Home » Business » Internet loan interest rate… Higher than credit loans | Korean economy

Internet loan interest rate… Higher than credit loans | Korean economy

Photo = News 1 An ‘unusual phenomenon’ has been occurring in the internet banking industry for over three months where the interest rates on home mortgage loans with clear collateral are higher than the interest rates on credit loans for people with low to medium credit who are at high risk of losing their loans.

Usually, the interest rate for home loans is set lower than for credit loans, which may go bad at any time, as the value of the collateral is stable. However, the ‘interest rate inversion’ phenomenon that overturned financial common sense occurred in the first financial sector. This is the result of regulations requiring at least 30% of all credit loans to be credit loans to people with low to medium credit and policies to suppress household loans, which simultaneously constrained internet banks.

According to Kakao Bank, the number one internet banking company (based on total assets) on the 12th, the bank set the interest rate for periodic mortgage loans, which fixes the interest rate for five years, at 4.103-6.372% per annum. On the same day, the interest rate for ‘Medium Credit Loan’, a credit loan product sold to people with low to medium credit with credit scores in the bottom 50%, was set at 3.139~10.874% per year. The minimum interest rate for home loans is about 1 percentage point higher than the minimum interest rate for credit loans for people with low to medium credit.

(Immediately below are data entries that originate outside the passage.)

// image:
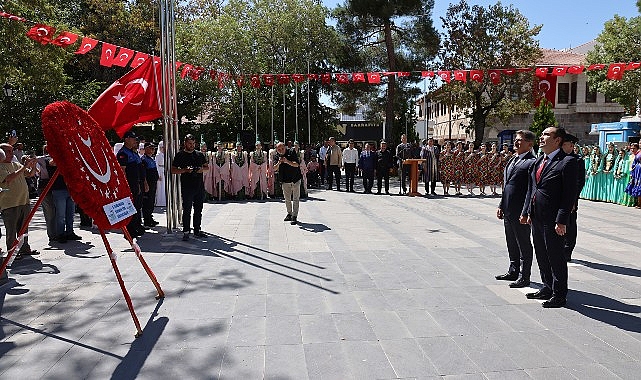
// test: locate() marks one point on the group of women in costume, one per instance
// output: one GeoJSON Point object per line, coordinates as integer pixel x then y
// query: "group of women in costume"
{"type": "Point", "coordinates": [612, 176]}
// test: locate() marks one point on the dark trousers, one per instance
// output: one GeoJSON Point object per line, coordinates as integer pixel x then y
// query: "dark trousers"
{"type": "Point", "coordinates": [368, 180]}
{"type": "Point", "coordinates": [193, 197]}
{"type": "Point", "coordinates": [333, 170]}
{"type": "Point", "coordinates": [548, 247]}
{"type": "Point", "coordinates": [350, 171]}
{"type": "Point", "coordinates": [519, 246]}
{"type": "Point", "coordinates": [149, 202]}
{"type": "Point", "coordinates": [380, 174]}
{"type": "Point", "coordinates": [570, 236]}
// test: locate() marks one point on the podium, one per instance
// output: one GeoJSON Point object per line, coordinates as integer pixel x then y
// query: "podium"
{"type": "Point", "coordinates": [413, 164]}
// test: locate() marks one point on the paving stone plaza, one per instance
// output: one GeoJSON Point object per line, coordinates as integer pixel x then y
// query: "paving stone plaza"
{"type": "Point", "coordinates": [365, 287]}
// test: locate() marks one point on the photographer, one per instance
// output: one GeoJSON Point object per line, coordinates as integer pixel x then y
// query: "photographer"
{"type": "Point", "coordinates": [191, 164]}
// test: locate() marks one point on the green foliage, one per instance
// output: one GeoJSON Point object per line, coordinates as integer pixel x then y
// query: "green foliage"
{"type": "Point", "coordinates": [543, 118]}
{"type": "Point", "coordinates": [618, 42]}
{"type": "Point", "coordinates": [488, 38]}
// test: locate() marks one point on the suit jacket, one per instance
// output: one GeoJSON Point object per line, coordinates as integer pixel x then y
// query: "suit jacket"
{"type": "Point", "coordinates": [554, 196]}
{"type": "Point", "coordinates": [516, 183]}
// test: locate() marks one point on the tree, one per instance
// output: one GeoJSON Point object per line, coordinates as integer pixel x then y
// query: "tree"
{"type": "Point", "coordinates": [618, 42]}
{"type": "Point", "coordinates": [381, 35]}
{"type": "Point", "coordinates": [543, 117]}
{"type": "Point", "coordinates": [483, 39]}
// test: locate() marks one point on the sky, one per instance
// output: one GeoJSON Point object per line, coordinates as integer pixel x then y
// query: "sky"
{"type": "Point", "coordinates": [566, 23]}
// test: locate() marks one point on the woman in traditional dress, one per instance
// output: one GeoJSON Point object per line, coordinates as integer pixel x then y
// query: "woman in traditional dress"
{"type": "Point", "coordinates": [446, 167]}
{"type": "Point", "coordinates": [239, 171]}
{"type": "Point", "coordinates": [471, 168]}
{"type": "Point", "coordinates": [634, 187]}
{"type": "Point", "coordinates": [258, 171]}
{"type": "Point", "coordinates": [607, 179]}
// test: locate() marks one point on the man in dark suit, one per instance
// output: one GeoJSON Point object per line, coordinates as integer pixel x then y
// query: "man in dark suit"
{"type": "Point", "coordinates": [570, 235]}
{"type": "Point", "coordinates": [513, 207]}
{"type": "Point", "coordinates": [551, 196]}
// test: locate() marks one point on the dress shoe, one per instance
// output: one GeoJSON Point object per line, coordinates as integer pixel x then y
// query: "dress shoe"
{"type": "Point", "coordinates": [542, 294]}
{"type": "Point", "coordinates": [520, 283]}
{"type": "Point", "coordinates": [554, 302]}
{"type": "Point", "coordinates": [507, 277]}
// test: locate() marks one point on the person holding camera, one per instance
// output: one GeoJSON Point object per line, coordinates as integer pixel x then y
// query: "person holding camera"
{"type": "Point", "coordinates": [191, 164]}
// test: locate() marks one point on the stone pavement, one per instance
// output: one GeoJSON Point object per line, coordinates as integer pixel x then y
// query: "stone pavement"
{"type": "Point", "coordinates": [365, 287]}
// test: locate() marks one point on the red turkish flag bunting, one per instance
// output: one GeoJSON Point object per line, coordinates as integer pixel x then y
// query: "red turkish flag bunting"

The interest rate inversion phenomenon between the safest collateral loans and the riskiest credit loans occurred in August of this year and has continued for more than three months. Until the first half of this year, Kakao Bank’s home loan interest rate had always been about 0.5 percentage points lower than that of mid-credit loans, but this is because the home loan interest rate rose in the second half of the year following the government’s policy of suppressing household loans.

On the other hand, interest rates on credit loans from internet banks to people with low to medium credit have decreased. Starting from the 5th of this month, Kakao Bank launched a special sale that lowered the interest rate on mid-credit loans by 0.3% points. This is because, in accordance with government regulations, internet banks must maintain the balance of credit loans for people with medium and low credit at more than 30% of total credit loans.

An industry insider said, “The ‘two-way’ regulation that requires expanding credit loans to those with low and medium credit while suppressing household lending is damaging both the growth and soundness of internet banks.”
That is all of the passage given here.